Since PJ Harvey decided to go on a humanitarian mission armed with feathers and an autoharp there’s been a gap in indie rock for a more feral style of female voice. Step forward Leslie Feist who on her new album Pleasure evolves her sound to create something almost primal in its simple power.
The album starts with a crackle of guitar and ethereal vocals – this is what we have come to expect from Feist – but as the song builds her voice goes deeper and the music begins to growl. An uneasy atmosphere is created in the opening songs, which could be unnerving but there is, ahem, pleasure here in just letting the unexpected unfurl.

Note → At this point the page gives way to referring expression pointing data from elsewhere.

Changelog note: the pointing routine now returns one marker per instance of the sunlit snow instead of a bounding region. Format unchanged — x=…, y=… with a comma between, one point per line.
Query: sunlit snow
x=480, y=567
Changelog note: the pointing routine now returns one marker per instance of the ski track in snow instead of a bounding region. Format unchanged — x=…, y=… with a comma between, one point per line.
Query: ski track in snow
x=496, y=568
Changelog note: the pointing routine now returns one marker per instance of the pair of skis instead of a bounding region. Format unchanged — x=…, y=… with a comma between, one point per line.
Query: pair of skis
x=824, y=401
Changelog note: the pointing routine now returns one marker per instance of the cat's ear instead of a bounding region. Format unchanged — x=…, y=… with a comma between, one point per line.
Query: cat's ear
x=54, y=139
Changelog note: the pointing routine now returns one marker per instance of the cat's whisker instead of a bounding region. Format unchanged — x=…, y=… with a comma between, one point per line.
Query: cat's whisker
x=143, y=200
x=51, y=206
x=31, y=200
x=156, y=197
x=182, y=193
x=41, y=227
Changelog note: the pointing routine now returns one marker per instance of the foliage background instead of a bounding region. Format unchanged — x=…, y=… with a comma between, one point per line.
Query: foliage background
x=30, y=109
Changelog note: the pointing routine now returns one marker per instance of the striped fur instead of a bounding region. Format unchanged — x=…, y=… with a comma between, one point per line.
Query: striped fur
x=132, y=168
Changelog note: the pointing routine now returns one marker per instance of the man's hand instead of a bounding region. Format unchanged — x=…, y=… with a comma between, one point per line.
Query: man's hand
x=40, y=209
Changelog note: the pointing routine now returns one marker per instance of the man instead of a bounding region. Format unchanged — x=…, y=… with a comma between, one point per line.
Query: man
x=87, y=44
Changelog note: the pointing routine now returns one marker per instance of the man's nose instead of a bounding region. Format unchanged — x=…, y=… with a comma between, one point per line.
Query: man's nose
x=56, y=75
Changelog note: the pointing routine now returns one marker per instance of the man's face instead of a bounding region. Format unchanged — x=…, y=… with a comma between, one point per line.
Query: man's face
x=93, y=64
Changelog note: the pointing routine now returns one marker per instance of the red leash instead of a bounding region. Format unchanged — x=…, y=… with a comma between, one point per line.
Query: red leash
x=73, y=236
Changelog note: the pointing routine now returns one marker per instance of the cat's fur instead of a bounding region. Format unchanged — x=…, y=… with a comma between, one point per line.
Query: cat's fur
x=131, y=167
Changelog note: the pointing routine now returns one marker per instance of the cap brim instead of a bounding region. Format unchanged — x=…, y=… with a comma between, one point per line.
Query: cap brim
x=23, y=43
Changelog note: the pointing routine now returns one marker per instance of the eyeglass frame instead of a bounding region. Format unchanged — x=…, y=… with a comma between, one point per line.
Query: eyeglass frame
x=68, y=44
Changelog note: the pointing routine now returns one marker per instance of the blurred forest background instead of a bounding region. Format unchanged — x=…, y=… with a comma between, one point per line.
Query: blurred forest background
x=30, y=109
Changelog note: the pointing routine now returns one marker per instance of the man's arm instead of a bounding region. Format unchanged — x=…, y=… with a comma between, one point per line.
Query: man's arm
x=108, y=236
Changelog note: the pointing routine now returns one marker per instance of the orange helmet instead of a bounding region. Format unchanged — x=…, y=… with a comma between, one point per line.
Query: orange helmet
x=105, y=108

In Any Party Feist sings over the sound of wailing guitars – like she’s trying to be noticed in a crowded room. But it’s impossible to hide the strength of the song writing and by the end the party choir joins in. This leads into ‘A Man is Not His Song’ which explicitly tells us that melody and lyrics aren’t everything. I guess sometimes you need loud heavy metal to show how you feel (nice shout out to her pals Mastodon at the end).
Century with its rattling beat and quiet/loud dichotomy, aided by the dulcet tones of Jarvis Cocker musing on the passage of time, is superb. Baby Be Simple is a sparse song, like the title suggests, and lets the emotional power in her voice ring out without the fuzzy interference we’ve heard earlier. The final songs head in a jazzier direction – this is a musician who at every turn is challenging herself to experiment with sound and vision.
Pleasure could be described as a jarring listen if you come to the album expecting the Feist who dances around with muppets. If you’ve been paying attention you will know darkness has always lingered in her work and it is fascinating to see her fully embrace it. Let’s just hope she doesn’t make us wait another six years to hear what painful pleasures come next.